Diversifying Strategies: This group of investment managers is tasked with generating risk-adjusted returns that are differentiated from the traditional stocks and bonds in which we primarily invest. In general, the environment for Diversifying Strategies’ managers is shaping up to be pretty attractive as valuations are high in many asset classes (stocks and bonds), with different sectors of the market facing real and persistent headwinds and tailwinds. Additionally, when interest rates start to increase in the U.S., the many different asset types will each be affected differently. However, all of the management styles within Diversifying Strategies involve a certain level of contrarian activity, buying things that others are selling and vice versa, and it often takes a little while for the majority opinion to shift in favor of the fundamentals. For this reason, we evaluate each of these managers based on their peer group and remain patient to see their strategies take effect.
While U.S. politics, Greece’s woes, falling oil, and a whole host of other issues currently dominate the headlines, we believe that many of these risks are similar to those of the past and that the thoughtful and careful construction of a globally diversified portfolio continues to be the prudent answer. While watching intently as world events play out, we will stick to our guiding principles and processes in making investment decisions for our clients.

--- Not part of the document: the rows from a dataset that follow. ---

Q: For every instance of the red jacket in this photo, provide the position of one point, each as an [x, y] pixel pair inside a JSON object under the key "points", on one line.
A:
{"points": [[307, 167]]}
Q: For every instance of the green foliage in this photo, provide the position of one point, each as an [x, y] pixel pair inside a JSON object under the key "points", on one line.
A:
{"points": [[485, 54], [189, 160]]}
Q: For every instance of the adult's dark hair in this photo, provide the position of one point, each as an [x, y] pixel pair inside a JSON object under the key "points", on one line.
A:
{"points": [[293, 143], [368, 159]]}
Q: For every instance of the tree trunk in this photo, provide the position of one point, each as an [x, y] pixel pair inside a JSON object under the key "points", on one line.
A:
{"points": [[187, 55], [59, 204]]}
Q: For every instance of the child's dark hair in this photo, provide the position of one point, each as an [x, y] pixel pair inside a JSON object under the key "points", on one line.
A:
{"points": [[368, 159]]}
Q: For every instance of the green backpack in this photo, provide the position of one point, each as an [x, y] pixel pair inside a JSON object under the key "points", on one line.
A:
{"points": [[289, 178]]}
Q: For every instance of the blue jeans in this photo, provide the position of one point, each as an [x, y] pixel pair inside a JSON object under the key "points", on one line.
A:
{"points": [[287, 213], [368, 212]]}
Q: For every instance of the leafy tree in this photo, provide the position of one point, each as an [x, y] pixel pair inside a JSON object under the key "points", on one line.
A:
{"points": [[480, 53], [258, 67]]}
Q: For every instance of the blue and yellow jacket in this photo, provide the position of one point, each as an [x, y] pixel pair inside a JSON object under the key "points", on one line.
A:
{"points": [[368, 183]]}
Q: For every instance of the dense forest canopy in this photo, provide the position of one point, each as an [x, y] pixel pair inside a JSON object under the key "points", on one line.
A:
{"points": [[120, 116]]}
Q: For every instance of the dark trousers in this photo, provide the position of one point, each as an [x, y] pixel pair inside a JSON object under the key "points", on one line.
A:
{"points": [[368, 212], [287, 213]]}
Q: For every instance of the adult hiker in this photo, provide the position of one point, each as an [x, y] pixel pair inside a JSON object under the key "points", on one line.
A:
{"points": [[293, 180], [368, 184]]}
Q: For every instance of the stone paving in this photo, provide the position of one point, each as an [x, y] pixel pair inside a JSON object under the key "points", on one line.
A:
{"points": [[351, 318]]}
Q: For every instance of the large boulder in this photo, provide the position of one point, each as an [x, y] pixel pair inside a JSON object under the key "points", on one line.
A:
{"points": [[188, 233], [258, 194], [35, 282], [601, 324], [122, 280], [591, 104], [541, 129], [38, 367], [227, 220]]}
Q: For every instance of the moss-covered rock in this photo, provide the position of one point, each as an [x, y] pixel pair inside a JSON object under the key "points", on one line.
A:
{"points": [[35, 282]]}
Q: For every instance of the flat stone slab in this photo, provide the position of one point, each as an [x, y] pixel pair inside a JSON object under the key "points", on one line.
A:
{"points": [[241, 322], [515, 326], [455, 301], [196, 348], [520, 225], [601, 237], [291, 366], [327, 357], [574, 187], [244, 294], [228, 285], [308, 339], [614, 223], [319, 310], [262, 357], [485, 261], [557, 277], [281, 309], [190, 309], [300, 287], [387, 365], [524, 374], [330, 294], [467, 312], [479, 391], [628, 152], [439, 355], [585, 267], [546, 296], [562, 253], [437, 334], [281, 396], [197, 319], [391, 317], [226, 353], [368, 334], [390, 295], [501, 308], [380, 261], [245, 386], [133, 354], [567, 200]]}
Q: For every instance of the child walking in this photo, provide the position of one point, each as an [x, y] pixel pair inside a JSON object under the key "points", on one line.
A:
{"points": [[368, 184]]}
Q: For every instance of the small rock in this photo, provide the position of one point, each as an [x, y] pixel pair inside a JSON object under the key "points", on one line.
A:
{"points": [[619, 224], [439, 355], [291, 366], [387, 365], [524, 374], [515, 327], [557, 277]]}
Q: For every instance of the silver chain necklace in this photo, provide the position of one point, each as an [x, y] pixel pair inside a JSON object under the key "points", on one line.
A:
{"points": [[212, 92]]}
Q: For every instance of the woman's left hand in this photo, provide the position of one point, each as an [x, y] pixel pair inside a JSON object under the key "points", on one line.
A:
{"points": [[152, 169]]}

We appreciate your trust in us as your valued partner in working towards your goals. Please let us know if you need anything.
Zach Ivey, CFA, CFP®
Chief Investment Strategist
This commentary is provided for information purposes only and does not pertain to any security product or service and is not an offer or solicitation of an offer to buy or sell any product or service. Any opinions expressed are based on our interpretation of the data available to us at the time of the original publication of the report. These opinions are subject to change at any time without notice. Bridgeworth, LLC does not undertake to advise you of any changes in the views expressed herein. Unless otherwise stated, all information and opinions contained in this publication were obtained from sources believed to be accurate and reliable as of the date published or indicated and may be superseded by subsequent market events or other reasons.
Risks include, but are not limited to, liquidity, credit quality, fluctuating prices and uncertainties of dividends, rates of return, and yield. Past performance does not guarantee future results. Investors should consult their Financial and/or Tax Advisor before making any investment decision.